На заменившей половик мокрой тряпке все-таки пришлось постоять, усмирить сбившееся дыхание. По ту сторону спотыкался Моцарт, бренчание выходило неритмичным и каким-то напуганным. Одни века сменялись другими, а полонезу все нипочем. Маленькая Тася его ненавидела вместе с бескровной и бесцветной Эммой Гельмутовной, ее нескончаемыми уроками, ледяными пальцами и холодной указкой, которая опускалась на предплечья после каждого кривого аккорда. Даже сейчас, сквозь годы и множество дверей, она слышала голос матери:

– Ваша игра отвратительна!.. Неужели вы не слышите тактов?.. Как вы собираетесь танцевать?.. Боюсь, как бы вас не засмеяли кавалеры… Решено, меня ждет несомненный позор, а над вами просто станут потешаться!..

Эмма Гельмутовна еще плотнее сжимала тонкие губы и принималась выколачивать из ученицы безукоризненность, используя для отсчета музыкального размера свою недремлющую указку. Слезы без спросу ползли по щекам, из-за них старые ноты расплывались и ошибок становилось еще больше, но барышням вменялось в обязанность развлекать гостей виртуозными пассажами. Тут уж ничего не поделаешь…

Расставшись с девичеством, Мила Чумкова ни разу не музицировала и детей своих не отдавала на растерзание. Отсутствие слуха – это не беда, по крайней мере не повод для ежедневной каторги. Счастливой можно стать и не музицируя.

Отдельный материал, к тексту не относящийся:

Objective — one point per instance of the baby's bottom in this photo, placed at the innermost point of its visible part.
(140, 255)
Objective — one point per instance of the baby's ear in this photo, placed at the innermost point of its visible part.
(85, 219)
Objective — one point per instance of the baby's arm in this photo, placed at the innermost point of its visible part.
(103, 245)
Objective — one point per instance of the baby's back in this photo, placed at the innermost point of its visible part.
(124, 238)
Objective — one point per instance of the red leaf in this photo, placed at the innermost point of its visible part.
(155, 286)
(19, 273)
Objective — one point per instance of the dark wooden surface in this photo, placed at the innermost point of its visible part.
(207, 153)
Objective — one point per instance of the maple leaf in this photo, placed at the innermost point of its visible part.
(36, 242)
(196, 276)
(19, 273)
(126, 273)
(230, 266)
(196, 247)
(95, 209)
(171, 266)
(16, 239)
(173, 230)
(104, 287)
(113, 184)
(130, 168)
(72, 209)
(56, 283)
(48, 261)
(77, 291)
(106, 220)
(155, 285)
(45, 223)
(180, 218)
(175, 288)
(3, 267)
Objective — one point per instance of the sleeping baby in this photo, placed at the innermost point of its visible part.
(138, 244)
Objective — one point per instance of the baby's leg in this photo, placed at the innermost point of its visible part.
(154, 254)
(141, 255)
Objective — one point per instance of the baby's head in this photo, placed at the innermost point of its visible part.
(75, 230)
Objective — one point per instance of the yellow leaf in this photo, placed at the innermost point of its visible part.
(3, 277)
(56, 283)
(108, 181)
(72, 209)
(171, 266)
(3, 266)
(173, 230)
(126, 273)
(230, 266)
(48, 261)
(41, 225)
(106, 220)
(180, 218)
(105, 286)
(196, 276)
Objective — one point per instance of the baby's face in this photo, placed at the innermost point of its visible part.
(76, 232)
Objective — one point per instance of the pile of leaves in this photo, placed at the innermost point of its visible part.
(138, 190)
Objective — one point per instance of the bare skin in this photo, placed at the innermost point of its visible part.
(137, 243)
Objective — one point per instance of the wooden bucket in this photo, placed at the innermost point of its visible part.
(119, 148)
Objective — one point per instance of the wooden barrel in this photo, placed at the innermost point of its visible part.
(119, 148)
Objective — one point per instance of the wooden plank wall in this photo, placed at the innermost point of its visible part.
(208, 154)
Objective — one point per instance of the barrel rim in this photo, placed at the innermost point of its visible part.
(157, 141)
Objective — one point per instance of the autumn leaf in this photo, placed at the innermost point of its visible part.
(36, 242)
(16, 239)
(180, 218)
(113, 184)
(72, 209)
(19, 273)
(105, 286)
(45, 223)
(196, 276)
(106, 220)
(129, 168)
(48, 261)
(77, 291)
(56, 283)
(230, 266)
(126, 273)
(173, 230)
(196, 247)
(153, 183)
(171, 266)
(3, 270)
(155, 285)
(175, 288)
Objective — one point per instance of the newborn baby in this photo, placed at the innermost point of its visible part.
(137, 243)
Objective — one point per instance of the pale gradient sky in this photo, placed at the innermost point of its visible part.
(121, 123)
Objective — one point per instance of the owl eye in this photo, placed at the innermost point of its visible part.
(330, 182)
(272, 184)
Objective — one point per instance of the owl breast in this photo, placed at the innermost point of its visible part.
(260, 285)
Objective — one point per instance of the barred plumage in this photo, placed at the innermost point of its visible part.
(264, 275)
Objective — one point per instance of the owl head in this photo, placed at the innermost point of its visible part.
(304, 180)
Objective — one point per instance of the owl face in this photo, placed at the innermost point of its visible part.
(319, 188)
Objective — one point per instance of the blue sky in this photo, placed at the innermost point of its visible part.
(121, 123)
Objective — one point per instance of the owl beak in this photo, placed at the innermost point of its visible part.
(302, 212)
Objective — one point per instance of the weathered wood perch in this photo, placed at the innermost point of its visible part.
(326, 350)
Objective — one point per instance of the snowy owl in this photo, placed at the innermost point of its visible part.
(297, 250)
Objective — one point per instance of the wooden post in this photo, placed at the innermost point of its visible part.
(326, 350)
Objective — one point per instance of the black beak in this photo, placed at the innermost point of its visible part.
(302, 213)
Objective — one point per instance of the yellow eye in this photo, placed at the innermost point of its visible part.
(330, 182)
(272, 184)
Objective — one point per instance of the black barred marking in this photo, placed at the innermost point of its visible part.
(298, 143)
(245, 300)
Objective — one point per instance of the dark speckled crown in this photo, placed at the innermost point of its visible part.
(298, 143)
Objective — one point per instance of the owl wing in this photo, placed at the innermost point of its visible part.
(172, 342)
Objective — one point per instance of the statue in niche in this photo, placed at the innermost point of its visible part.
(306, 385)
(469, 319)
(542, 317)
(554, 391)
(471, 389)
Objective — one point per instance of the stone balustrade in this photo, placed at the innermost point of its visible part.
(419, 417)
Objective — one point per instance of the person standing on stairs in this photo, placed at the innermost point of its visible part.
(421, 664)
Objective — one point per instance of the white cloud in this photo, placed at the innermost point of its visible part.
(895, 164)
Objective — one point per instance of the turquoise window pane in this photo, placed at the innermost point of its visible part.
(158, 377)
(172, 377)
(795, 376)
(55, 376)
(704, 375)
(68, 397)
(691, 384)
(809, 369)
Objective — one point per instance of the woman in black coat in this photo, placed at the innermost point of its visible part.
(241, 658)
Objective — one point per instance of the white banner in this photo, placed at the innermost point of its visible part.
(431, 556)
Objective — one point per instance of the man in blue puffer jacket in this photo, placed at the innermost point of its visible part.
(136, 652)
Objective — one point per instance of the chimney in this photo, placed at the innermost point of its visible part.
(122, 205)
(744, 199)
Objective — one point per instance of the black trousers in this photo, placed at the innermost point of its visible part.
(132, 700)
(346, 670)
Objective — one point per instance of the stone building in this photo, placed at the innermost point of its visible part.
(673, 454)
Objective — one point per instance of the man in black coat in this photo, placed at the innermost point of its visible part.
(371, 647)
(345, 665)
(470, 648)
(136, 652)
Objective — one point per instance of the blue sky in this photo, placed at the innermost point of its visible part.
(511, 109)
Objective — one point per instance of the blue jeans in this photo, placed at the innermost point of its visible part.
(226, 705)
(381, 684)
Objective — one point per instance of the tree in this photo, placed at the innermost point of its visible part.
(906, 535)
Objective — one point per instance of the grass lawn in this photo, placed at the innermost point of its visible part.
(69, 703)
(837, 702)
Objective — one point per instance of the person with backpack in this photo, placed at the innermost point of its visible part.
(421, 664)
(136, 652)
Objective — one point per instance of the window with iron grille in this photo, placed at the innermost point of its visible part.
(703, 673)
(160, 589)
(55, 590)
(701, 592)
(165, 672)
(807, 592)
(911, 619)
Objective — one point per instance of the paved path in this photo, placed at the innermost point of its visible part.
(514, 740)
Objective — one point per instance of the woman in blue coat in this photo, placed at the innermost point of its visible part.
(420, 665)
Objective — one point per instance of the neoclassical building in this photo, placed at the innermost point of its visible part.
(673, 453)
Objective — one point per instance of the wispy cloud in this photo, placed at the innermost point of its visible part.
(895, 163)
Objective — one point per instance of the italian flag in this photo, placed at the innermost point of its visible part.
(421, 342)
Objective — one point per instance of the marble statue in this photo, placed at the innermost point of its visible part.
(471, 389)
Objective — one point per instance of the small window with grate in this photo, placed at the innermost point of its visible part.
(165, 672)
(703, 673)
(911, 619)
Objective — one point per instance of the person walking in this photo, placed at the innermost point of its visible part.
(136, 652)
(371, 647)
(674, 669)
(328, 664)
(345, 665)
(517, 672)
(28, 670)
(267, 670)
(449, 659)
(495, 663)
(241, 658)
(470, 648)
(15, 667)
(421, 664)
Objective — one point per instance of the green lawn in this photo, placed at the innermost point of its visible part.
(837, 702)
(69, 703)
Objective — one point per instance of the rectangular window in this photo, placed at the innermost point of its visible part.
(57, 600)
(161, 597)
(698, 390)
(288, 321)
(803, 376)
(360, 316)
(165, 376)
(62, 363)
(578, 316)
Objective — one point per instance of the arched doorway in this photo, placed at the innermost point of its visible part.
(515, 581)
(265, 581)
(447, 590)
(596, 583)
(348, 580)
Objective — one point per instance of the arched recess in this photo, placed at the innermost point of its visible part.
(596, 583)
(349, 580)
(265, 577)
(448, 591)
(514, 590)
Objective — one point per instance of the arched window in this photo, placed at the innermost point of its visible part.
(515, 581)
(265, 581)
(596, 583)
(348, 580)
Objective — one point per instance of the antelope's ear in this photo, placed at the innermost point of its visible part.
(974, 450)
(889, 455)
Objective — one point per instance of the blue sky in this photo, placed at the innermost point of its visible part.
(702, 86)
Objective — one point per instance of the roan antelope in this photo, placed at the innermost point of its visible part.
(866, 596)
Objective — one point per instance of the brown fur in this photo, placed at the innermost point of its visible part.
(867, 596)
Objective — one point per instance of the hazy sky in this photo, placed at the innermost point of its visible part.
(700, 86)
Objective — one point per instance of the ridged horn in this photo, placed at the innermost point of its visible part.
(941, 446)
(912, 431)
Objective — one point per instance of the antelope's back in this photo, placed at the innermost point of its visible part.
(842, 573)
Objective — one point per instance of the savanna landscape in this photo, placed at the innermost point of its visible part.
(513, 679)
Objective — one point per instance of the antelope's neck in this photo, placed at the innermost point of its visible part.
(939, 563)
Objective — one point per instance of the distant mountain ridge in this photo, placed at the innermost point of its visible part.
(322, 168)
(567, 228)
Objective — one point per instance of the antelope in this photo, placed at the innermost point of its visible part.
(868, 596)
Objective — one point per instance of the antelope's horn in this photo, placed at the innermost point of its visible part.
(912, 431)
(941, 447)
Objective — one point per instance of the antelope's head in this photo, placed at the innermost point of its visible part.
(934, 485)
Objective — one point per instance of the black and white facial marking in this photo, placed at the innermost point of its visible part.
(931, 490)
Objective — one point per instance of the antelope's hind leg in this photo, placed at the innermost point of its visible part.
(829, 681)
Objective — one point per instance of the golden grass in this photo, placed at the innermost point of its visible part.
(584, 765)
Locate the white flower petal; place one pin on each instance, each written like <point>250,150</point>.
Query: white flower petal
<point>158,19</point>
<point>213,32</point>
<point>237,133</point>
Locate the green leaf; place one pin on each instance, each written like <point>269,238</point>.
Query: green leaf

Она отправила вон просочившиеся из прошлого голоса и позвонила два раза, как предписывала табличка. Придуманные для встречи слова тоже куда-то подевались. Какой лад задаст maman, в том и исполнится очередная сонатина.

Аполлинария Модестовна открыла сразу – ждала. Она поседела, ссохлась и походила на антикварную вешалку – дорогую, но временно забытую в чулане вещь. Тонкая ниточка губ едва дрогнула в улыбке, глаза цвета вареной говядины внимательно осмотрели дочь с головы до ног, удовлетворились увиденным.

– Какая неожиданность! Добро пожаловать! – А вот голос почти не изменился, во всяком случае, Тамила его таким и помнила – холодным, неискренним.

– Мама! Какая ты стала! – вырвалось нечаянно и неуместно. Она не заметила, что обратилась к матери на «ты» и без привычного maman.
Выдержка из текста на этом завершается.